The debate raged on Yik Yak, an app that allows users to post thoughts anonymously. Several students posted messages in support of Eisgruber, calling the protesters “small and petty” and “disrespectful.”
“#EisgruberMatters,” wrote one user, a reference to the #BlackLivesMatter movement on social media.
“If this is how it’s going and your [sic] about equality then give us ‘White Affinity Housing’, do you seriously not see how this is bat shit crazy BJL? This is why nobody on campus agrees with you,” another wrote. The protesters had convinced Eisgruber to discuss setting up “black affinity housing.”
Another person called the protesters “Mizzou wannabes,” referring to the students who successfully pushed for the the University of Missouri president to step down earlier this month for not addressing campus concerns about racism.
Cornel West, a Princeton professor and prominent academic, signaled his support for the protest in a message on their Change.org petition. “I stand in solidarity with our brothers and sisters of all colors—so disproportionately chocolate in their struggle against the vicious legacy of white supremacy at Princeton,” West wrote.

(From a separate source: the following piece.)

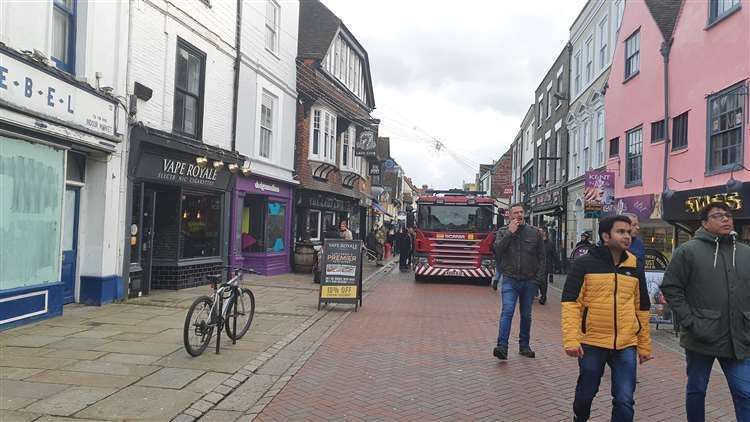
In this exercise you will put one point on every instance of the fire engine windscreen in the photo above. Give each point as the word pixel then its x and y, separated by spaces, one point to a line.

The protests and the reaction they’ve elicited reveal the sometimes uneasy relationship between people of color and white students at Princeton. The University has been striving to make its campus more diverse, and makes generous financial aid packages available to encourage socioeconomic diversity: low and middle-income students pay just $5,400 to attend the school, after scholarships. In 2013, the University released a report pushing for a stronger focus on diversity. The report noted that only 8 percent of the undergraduate population on campus was black.
But supporting the inclusion of different types of students on campus does not always translate into mutual understanding. Early reports from The Tab, a website for college reporters that has been covering the events, suggested that Eisgruber told students that he needed to be “convinced on racism.” However, Princeton spokesman Mbugua said the university president unequivocally did not say that, and a blog post from a reporter that was there made no mention of those comments. He also reportedly told students that Wilson was a racist, but that “in some people, you have good in great measure and evil in great measure.”
The protesters were not moved by that argument. Seeing Wilson–the namesake of the university’s public policy school and a residential college–hailed on campus can be deeply unsettling, they said. In Wilcox dining hall, there is a mural of the former president.
“I don’t want to sit there in Wilcox hall and enjoy my meal and look at Woodrow Wilson who would not have wanted me here,” one student said. On Thursday, Eisgruber said he would request to have the mural removed.
Update, Nov. 21: Adds further comment from Princeton spokesperson to clarify university president's comments on racism.